ICS : le gouvernement écarte la nationalisation et privilégie une montée de l’État au capital
SENTV : Les déclarations du ministre de l’Industrie et du Commerce, Serigne Guèye Diop, apportent un éclairage nouveau sur l’avenir des Industries chimiques du Sénégal (ICS). Alors que les propos du Premier ministre Ousmane Sonko avaient été largement interprétés comme l’annonce d’une nationalisation de l’entreprise, le gouvernement assure désormais qu’il n’a jamais été question d’une telle option.
Invité de la RFM, Serigne Guèye Diop a affirmé que l’exécutif privilégie une renégociation de la participation de l’État dans le capital des ICS plutôt qu’une prise de contrôle totale de la société, détenue majoritairement par le groupe Indorama.
« Le gouvernement n’a pas l’intention de nationaliser des industries. Une nationalisation enverrait un signal négatif aux investisseurs. Notre objectif est de porter la participation de l’État de 15 % à 30 % », a déclaré le ministre.
Un différend centré sur les obligations fiscales
Le ministre a expliqué que le principal contentieux entre l’État et les ICS concerne le règlement des obligations fiscales. Selon lui, l’entreprise serait redevable d’un montant estimé entre 200 et 250 milliards de francs CFA au titre des impôts, taxes et droits de douane.
Les discussions entre les deux parties se poursuivent, mais le gouvernement affiche une position ferme sur le respect des engagements fiscaux.
« Aucune entreprise ne peut être exemptée du paiement des impôts, de la TVA ou des droits de douane », a insisté Serigne Guèye Diop, rappelant que les négociations restent ouvertes.

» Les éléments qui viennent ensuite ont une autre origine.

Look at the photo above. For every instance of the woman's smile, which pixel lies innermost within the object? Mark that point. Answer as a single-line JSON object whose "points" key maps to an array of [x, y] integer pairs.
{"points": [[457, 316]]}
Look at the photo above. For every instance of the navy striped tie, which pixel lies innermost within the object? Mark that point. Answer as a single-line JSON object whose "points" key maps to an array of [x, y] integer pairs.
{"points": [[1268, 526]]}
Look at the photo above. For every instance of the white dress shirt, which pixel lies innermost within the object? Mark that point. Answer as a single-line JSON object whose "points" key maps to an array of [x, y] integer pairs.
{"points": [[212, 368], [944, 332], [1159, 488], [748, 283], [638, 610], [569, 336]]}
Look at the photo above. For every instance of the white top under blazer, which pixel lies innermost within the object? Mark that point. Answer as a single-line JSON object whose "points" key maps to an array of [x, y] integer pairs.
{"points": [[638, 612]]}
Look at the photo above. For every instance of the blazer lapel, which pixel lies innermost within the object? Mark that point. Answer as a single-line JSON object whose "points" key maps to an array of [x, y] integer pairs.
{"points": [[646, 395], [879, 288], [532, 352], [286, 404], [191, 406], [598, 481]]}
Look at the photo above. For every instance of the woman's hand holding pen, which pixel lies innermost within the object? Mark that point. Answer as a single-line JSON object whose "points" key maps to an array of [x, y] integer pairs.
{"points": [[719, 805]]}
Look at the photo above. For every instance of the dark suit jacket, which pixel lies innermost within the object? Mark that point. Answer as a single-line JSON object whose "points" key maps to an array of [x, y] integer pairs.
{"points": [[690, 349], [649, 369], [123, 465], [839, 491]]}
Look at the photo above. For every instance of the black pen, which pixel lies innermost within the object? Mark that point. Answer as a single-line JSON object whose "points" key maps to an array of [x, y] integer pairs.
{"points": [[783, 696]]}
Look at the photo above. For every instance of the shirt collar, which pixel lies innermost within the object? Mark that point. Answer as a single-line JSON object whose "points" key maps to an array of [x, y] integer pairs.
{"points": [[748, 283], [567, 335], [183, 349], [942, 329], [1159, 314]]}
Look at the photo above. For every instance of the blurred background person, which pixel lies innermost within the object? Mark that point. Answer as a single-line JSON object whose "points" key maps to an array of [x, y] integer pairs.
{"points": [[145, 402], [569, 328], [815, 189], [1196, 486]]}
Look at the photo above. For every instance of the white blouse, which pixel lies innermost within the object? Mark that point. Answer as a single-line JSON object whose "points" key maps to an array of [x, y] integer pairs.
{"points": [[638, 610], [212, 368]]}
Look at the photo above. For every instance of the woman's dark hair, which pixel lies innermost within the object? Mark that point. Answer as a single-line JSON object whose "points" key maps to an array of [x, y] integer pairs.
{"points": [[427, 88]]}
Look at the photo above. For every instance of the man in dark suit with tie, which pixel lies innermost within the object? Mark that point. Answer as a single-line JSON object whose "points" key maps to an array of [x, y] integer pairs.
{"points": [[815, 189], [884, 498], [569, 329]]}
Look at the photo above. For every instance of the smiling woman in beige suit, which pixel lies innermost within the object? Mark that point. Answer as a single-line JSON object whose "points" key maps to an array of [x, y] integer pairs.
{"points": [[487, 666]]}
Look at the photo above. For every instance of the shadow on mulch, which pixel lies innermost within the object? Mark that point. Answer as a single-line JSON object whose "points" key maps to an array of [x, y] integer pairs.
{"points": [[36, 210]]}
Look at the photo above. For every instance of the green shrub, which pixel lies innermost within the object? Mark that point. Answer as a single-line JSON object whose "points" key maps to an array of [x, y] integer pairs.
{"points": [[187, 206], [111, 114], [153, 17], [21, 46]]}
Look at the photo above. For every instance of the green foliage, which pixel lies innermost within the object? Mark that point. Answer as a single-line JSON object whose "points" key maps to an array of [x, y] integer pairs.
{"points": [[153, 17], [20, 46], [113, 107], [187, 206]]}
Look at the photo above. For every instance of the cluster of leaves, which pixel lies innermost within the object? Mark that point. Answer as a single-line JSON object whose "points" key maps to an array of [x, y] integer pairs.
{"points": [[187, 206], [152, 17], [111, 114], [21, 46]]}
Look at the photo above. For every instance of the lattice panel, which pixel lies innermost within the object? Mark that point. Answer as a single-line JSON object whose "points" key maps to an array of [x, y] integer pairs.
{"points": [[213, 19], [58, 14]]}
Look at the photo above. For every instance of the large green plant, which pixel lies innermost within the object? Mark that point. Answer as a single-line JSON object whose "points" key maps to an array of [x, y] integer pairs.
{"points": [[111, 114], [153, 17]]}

Les déclarations de Sonko à l’origine des interrogations
Cette mise au point intervient quelques jours après la conférence de presse du Premier ministre Ousmane Sonko au Building administratif. À cette occasion, le chef du gouvernement avait annoncé que l’État ne renouvellerait pas la convention d’établissement ainsi que les concessions minières arrivées à expiration avec les ICS, dont l’actionnaire majoritaire est le groupe Indorama.
Le Premier ministre avait également évoqué la reprise par l’État des actifs stratégiques liés à l’exploitation du phosphate, dans le cadre d’une vaste politique de renégociation des contrats conclus dans les secteurs jugés stratégiques pour le Sénégal. Ces propos avaient alimenté les spéculations sur une éventuelle nationalisation de l’entreprise.

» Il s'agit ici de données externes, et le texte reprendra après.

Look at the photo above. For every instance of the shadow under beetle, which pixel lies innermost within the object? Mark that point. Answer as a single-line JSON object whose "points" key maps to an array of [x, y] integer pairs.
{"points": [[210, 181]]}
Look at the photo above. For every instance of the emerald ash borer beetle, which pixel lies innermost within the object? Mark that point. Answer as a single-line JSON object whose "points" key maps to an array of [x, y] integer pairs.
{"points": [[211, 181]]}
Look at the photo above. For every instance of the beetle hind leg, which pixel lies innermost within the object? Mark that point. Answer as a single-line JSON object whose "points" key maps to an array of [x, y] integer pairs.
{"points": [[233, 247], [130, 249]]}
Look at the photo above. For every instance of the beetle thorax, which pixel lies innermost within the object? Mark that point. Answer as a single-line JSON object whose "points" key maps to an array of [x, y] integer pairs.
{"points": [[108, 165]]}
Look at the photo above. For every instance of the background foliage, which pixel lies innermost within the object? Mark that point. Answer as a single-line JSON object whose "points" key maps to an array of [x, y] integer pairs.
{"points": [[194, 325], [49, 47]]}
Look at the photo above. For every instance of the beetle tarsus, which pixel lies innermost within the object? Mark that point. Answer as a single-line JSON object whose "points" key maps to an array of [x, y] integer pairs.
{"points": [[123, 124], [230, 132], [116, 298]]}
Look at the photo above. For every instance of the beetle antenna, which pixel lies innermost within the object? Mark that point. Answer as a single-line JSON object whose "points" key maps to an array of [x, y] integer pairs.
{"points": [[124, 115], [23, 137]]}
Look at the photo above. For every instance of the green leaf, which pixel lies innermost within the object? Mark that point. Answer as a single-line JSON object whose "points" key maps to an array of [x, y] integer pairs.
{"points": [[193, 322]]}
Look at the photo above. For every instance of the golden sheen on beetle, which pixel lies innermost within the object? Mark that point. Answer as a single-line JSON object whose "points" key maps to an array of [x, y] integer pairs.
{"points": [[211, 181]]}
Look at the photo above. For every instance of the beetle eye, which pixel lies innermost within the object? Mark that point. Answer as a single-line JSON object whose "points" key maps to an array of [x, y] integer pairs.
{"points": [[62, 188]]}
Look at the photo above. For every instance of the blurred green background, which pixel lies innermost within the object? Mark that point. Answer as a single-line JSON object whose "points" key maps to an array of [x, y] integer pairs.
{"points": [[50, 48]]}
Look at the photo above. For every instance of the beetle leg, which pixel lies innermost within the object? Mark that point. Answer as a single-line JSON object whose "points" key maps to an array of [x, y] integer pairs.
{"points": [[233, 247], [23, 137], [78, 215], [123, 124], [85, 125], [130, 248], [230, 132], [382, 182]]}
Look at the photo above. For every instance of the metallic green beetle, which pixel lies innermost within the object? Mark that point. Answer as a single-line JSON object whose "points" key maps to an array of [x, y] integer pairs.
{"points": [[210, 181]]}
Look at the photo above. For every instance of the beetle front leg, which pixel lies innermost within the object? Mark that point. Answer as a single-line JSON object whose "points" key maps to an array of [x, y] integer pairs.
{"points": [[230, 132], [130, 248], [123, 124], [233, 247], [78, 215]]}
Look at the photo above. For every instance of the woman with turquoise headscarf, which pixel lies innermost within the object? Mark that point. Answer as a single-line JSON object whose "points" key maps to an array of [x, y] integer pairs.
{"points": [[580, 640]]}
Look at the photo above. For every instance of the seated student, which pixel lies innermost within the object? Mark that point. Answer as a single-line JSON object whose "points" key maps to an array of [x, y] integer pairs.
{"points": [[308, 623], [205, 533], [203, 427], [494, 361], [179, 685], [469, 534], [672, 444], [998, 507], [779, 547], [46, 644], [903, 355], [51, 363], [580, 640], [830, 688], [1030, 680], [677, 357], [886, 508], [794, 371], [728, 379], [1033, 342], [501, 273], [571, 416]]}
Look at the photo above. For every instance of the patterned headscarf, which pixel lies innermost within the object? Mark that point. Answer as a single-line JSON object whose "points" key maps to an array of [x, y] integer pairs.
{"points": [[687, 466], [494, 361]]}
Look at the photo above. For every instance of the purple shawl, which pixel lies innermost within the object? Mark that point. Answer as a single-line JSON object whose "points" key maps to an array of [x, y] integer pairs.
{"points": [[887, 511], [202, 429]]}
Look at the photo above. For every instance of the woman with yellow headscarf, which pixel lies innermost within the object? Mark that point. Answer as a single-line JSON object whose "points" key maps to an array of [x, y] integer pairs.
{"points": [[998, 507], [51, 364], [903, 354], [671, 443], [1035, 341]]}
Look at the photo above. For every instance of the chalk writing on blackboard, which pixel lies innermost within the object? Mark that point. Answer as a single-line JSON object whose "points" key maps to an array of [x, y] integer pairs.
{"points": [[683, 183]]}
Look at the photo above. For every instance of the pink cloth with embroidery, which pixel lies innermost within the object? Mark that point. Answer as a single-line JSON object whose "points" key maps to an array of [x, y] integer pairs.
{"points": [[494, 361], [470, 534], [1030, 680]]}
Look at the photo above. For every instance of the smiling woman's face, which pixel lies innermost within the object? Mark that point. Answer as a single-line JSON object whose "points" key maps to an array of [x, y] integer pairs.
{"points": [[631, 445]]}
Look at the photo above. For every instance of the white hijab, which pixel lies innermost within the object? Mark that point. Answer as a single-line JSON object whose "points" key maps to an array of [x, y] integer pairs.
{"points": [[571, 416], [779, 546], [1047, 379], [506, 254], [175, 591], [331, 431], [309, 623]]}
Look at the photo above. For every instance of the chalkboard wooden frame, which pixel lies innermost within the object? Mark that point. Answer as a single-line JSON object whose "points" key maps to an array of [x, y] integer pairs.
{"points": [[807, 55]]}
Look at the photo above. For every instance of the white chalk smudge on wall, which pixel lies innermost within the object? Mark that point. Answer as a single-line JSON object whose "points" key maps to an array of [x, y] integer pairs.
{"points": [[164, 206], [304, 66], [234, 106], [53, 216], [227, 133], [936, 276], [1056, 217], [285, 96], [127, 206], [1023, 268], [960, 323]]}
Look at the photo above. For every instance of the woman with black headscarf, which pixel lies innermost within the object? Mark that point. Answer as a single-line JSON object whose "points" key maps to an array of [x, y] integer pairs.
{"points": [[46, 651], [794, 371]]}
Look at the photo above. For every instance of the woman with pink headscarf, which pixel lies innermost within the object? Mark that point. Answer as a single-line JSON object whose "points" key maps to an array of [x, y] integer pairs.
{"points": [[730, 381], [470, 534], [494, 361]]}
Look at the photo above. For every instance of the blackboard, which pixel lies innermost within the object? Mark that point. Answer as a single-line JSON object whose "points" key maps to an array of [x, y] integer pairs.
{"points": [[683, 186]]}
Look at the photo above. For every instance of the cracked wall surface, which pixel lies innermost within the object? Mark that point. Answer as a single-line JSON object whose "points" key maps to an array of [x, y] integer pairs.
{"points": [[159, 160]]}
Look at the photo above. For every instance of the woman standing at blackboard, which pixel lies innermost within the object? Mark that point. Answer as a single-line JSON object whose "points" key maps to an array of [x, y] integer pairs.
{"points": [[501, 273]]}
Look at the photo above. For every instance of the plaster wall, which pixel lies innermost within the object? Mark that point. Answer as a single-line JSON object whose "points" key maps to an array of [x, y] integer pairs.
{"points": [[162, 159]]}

Repenser la gouvernance du phosphate
Selon le gouvernement, la décision de ne pas renouveler les conventions s’inscrit dans une volonté de redéfinir la politique nationale de valorisation des ressources minières. L’exécutif souhaite renforcer le contrôle public sur l’exploitation du phosphate tout en orientant davantage la production vers les besoins de l’agriculture nationale, notamment en matière de fabrication d’engrais.
Dans cette dynamique, Serigne Guèye Diop a annoncé que l’État travaille à la création d’une nouvelle société chargée de développer le gisement de phosphate de Matam. Ce projet s’inspirerait du modèle de l’Office chérifien des phosphates (OCP) du Maroc, avec l’ambition de renforcer la souveraineté industrielle et minière du Sénégal.

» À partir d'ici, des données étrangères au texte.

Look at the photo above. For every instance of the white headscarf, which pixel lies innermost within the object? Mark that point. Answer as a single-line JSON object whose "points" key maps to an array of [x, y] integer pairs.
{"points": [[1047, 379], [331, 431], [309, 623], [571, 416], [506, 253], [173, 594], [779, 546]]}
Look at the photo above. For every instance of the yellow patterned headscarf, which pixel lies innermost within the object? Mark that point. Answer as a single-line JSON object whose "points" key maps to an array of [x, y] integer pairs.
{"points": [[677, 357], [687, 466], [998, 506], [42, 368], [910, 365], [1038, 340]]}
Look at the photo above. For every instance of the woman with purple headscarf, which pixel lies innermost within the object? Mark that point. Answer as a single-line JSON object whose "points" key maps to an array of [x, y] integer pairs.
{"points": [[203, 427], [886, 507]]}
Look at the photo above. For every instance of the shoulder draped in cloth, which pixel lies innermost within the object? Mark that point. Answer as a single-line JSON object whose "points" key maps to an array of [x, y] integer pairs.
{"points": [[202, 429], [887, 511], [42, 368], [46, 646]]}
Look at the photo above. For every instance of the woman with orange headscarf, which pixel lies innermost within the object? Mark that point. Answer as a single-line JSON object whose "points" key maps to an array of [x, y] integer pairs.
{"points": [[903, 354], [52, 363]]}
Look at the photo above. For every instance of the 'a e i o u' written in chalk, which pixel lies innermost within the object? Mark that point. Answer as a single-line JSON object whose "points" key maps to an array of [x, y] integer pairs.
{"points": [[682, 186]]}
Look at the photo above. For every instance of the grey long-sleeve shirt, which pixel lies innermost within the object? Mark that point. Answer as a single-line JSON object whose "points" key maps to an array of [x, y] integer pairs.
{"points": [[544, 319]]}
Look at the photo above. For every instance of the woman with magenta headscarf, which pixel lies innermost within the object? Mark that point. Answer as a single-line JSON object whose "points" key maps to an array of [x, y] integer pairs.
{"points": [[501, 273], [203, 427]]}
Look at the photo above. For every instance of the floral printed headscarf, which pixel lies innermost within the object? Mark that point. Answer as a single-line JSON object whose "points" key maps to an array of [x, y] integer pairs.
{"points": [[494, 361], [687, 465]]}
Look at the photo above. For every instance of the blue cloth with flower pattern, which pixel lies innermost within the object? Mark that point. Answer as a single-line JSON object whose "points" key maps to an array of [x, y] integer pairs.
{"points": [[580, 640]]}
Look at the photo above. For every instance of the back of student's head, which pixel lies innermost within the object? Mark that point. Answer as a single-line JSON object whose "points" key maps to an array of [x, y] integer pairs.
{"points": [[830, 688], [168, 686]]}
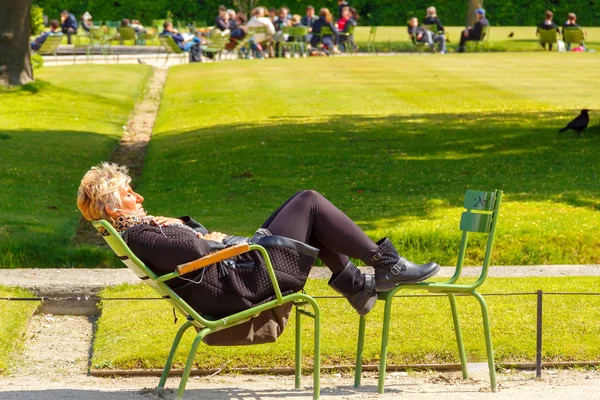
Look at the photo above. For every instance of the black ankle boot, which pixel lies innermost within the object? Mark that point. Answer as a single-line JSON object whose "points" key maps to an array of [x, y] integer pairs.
{"points": [[391, 269], [356, 287]]}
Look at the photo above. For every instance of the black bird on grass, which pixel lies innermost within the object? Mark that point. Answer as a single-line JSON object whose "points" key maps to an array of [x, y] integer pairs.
{"points": [[579, 123]]}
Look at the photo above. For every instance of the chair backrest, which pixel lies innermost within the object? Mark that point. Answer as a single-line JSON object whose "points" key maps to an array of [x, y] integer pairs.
{"points": [[573, 35], [548, 35], [97, 33], [372, 34], [480, 216], [169, 44], [255, 30], [485, 33], [296, 31], [126, 33], [125, 254], [50, 44]]}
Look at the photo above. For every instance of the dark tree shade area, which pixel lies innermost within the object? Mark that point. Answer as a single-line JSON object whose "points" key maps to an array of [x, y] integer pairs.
{"points": [[15, 63]]}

En clarifiant la position officielle de l’exécutif, le ministre de l’Industrie tente ainsi de dissiper les inquiétudes suscitées par les premières annonces gouvernementales. Si la nationalisation est désormais écartée, la renégociation des accords avec les ICS et le renforcement de la présence de l’État dans le capital de l’entreprise demeurent au cœur de la stratégie de réforme du secteur des phosphates.